Cinq décennies plus tard, dans le clip de « Paranoiac Intervals/Body Dysmorphia », le chanteur d’Of Montreal Kevin Barnes (qui a déjà fait référence au LSD dans des chansons comme « Lysergic Bliss ») se regarde dans un miroir et parle de « compter les loups pendant les phases paranoïaques » à mesure que son reflet devient flou et que son visage se déforme.

La musique en elle-même est décousue et souvent improvisée, comme les célèbres jams des Grateful Dead. Le style imite le déroulement d’un trip, qui « se fait en plusieurs phases sur une période relativement longue », de sorte qu’un musicien qui a pris de l’acide peut « utiliser son jeu ou son écoute comme un moyen d’approfondir l’exploration de son propre monde intérieur », estime Auslander.

Alors que les effets visuels du LSD sont souvent évidents dans les paroles, ses effets auditifs se manifestent parfois dans la musique en elle-même. Étant donné qu’il perturbe les cortex préfrontal et postfrontal, le LSD peut provoquer des échos et des saignements, explique Giordano. Auslander voit l’intermède orchestral abrupt au milieu du morceau « Susan » des Buckinghams comme un exemple des transitions sonores bizarres caractéristiques de la musique influencée par le LSD.

Un autre effet commun de l’acide est l’oubli du sens au profit des enchaînement de mots qui sonnent bien, poursuit Giordano. Richard Goldstein, ancien critique de rock pour Village Voice, pense que c’est peut-être pour cette raison que les noms des groupes dans les années 1960 passent des noms simples comme The Beatles et The Animals à des noms plus poétiques comme Jefferson Airplane et The Peanut Butter Conspiracy.

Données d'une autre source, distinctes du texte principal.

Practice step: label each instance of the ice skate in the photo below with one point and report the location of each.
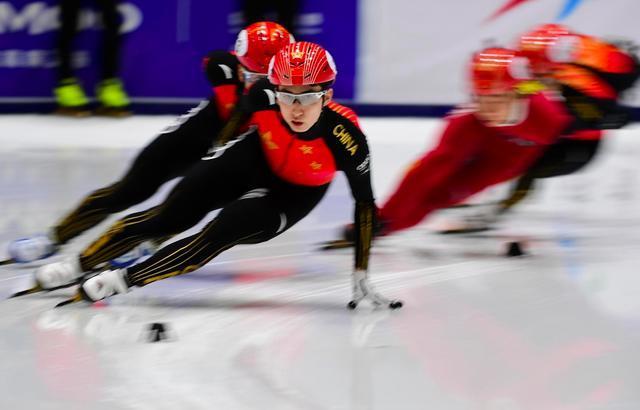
(71, 99)
(31, 249)
(113, 99)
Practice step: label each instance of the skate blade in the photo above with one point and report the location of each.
(35, 289)
(75, 299)
(73, 112)
(462, 231)
(336, 244)
(113, 112)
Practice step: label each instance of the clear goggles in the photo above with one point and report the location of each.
(249, 77)
(303, 99)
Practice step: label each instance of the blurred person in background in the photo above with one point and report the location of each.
(589, 76)
(496, 139)
(110, 93)
(178, 147)
(285, 11)
(263, 182)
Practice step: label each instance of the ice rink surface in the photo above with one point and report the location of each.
(265, 326)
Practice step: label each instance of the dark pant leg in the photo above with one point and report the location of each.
(563, 158)
(207, 186)
(256, 217)
(69, 10)
(168, 156)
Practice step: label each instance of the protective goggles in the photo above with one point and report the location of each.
(303, 99)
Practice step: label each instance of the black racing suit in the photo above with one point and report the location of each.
(256, 204)
(170, 154)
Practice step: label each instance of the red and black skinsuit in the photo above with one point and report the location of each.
(170, 154)
(590, 87)
(263, 181)
(470, 157)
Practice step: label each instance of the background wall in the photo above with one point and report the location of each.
(415, 52)
(387, 51)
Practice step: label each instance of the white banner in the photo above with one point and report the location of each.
(417, 51)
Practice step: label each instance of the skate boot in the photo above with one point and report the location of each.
(114, 101)
(103, 285)
(71, 98)
(59, 274)
(136, 254)
(27, 250)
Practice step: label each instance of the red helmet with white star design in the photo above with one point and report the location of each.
(538, 46)
(497, 70)
(302, 63)
(259, 42)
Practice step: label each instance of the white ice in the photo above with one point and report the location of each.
(265, 326)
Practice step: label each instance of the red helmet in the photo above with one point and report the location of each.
(257, 43)
(536, 45)
(302, 63)
(496, 70)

De manière générale, l’acide entraîne une perte des inhibitions habituellement placées sur nos systèmes visuel et auditif, ce qui peut nous faire inventer des sons et des images, poursuit Giordano. Cela a peut-être motivé les musiciens, de Coltrane à Chance the Rapper, à défier les conventions de leurs genres. « Les juxtapositions surprenantes d’éléments musicaux sont ce qui caractérise la musique psychédélique », déclare Auslander.

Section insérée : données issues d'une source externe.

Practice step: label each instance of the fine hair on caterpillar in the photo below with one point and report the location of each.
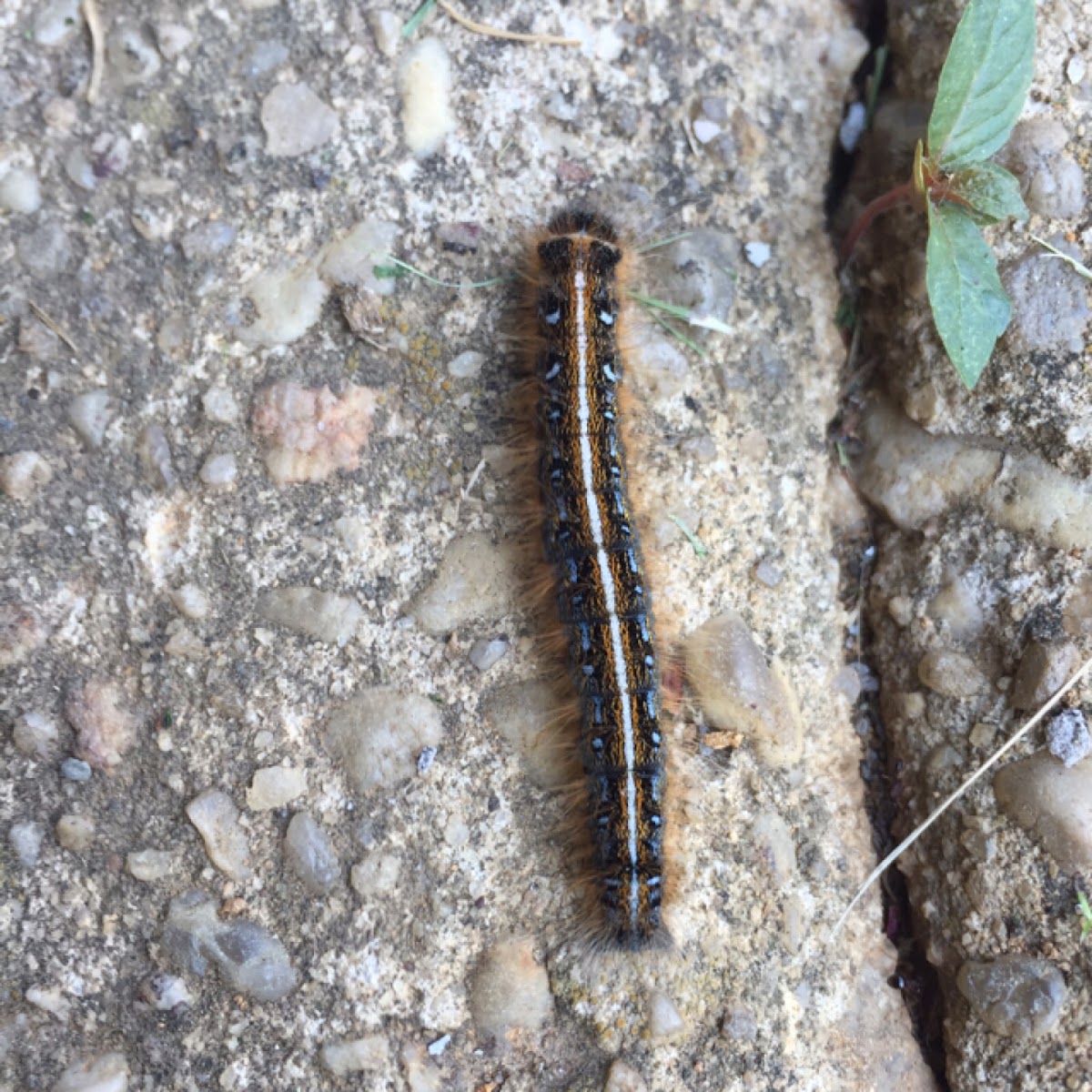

Jarnow donne l’exemple du groupe Wolf Eyes qui utilise de la tôle comme instrument, et du groupe The Butthole Surfers, qui utilise des lumières stroboscopiques, des machines à fumée et des projecteurs de films pendant leurs concerts comme exemples de cette créativité psychédélique. « Le LSD peut parfois ouvrir l’esprit d’un musicien et le faire sortir des conventions habituelles », déclare-t-il.